Sources confirmed a report in the Wall Street Journal that said CBS made the offer, basically a ratio of the CBS shares that would be exchanged for Viacom stock, that at least initially values Viacom below its current market capitalization of about $12.5 billion, in the past few days. The senior leadership structure proposed for the new company would be essentially CBS’s current senior leadership. Viacom CEO Bob Bakish is not included in that list but people familiar with the offer say there is no reason he wouldn’t have some role in the combined company. Still, it appears that Bakish, who took the Viacom helm of the troubled network after former CEO Philippe Dauman was ousted after several skirmishes with the controlling Redstone family, is being left out in the cold.

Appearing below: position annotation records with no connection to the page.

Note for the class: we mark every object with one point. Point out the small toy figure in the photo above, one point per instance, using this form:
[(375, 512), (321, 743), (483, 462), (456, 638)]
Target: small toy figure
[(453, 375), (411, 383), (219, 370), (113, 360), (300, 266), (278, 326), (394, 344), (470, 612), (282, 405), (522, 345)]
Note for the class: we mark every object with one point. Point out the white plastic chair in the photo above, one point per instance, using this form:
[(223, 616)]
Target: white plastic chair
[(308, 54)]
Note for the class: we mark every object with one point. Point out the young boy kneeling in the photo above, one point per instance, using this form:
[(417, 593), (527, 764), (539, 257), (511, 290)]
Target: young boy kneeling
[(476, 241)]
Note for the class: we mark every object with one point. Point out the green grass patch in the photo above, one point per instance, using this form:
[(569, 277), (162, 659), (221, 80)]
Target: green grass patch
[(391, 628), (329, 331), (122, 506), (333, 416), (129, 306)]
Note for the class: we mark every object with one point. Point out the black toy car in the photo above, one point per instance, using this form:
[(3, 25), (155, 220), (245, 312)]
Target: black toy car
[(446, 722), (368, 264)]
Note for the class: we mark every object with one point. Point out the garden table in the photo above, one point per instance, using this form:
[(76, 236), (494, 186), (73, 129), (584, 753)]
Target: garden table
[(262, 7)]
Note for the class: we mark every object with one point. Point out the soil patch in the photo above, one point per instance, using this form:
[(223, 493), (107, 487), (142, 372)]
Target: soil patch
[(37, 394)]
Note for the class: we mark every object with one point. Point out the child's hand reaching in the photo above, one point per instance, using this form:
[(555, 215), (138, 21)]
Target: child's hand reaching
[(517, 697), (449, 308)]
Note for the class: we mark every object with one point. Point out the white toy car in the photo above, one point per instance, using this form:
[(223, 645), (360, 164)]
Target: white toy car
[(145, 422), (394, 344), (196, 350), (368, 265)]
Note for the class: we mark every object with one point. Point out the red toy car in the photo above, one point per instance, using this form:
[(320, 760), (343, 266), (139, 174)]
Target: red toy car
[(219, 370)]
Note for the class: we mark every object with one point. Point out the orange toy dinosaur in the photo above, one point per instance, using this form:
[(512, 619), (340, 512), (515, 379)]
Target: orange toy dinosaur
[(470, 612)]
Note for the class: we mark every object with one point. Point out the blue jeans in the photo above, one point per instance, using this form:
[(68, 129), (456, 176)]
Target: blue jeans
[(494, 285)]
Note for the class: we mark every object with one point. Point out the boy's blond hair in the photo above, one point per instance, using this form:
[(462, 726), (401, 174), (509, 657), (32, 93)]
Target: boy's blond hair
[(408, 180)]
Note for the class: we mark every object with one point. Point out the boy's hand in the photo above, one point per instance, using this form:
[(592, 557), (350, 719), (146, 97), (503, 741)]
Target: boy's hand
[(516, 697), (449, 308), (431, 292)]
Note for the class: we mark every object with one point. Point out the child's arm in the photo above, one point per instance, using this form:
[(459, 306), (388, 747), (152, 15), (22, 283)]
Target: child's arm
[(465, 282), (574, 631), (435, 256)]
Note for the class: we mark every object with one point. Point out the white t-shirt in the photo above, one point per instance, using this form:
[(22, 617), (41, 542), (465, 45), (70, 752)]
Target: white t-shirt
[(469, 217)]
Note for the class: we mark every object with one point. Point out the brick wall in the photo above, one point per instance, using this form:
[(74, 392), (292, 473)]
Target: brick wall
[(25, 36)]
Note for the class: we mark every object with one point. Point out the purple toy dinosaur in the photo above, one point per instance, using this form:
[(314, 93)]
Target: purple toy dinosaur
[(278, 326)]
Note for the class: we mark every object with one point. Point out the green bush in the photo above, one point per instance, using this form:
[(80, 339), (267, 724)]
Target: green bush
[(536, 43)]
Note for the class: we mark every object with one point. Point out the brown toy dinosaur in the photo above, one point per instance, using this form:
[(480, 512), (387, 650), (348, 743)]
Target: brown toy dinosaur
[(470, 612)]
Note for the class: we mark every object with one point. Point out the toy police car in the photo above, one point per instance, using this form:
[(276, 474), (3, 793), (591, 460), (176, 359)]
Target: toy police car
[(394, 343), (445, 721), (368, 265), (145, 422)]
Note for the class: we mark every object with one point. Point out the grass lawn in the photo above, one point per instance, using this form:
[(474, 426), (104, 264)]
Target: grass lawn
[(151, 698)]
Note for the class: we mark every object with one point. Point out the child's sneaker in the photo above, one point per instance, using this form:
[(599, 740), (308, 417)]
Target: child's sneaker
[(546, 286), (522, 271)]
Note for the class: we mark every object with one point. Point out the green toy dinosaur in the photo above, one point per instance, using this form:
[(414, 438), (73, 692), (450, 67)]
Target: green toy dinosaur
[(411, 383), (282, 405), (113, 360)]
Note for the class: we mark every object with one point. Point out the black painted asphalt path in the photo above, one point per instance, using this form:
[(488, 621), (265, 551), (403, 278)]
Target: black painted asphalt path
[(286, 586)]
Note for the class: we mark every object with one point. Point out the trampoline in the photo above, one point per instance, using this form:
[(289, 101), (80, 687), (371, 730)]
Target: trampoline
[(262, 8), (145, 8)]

Most analysts expected Moonves to take the top spot – his track record in building CBS into the No. 1 broadcaster alone would ensure that. But its gets trickier as you move down the ranks. Ianniello has proven to be a more than capable No. 2 to Moonves – he was also instrumental in engineering the split in 2005 that cleaved Viacom into two separate entities. But Bakish, a long-time Viacom executive who was tapped for a job nobody wanted, has surprisingly engineered what appears to be the start of a turnaround. Viacom was in turmoil in 2016, with Sumner Redstone battling Dauman, other top executives leaving in droves, ratings falling precipitously and a general consensus that Viacom, once the premier programmer for the youth audience, had lost its mojo.

Bakish wasted little time after he was named permanent CEO in December 2016. By February 2017 he initiated a plan to concentrate on six core networks, invest heavily in original programming and pump new resources into advanced advertising initiatives. Viacom has shown early signs of a recovery – ratings are on the upswing – and Bakish has said that while 2017 was a stabilizing year, he sees growth opportunities ahead. .

A deal that doesn’t include Bakish could be troublesome, according to people familiar with both companies. Shari Redstone hand-picked the former Viacom International executive for the CEO job and dialed back her plans to merge CBS and Viacom in 2016 solely because she wanted to give Bakish more time to execute his plan. 

It is quite possible that the CBS proposal is the start of a longer negotiation. While sources said there is no official deadline to consummate a deal, reports have said both sides would like to at least finalize an offer by May, when both companies are scheduled to release quarterly results.

Investors appeared to favor the CBS offer. CBS shares closed at $52.86 each on Tuesday, up $2.15 each or 4.2%, while Viacom shares fell 3.7% ($1.13 each ) to $29.42 per share.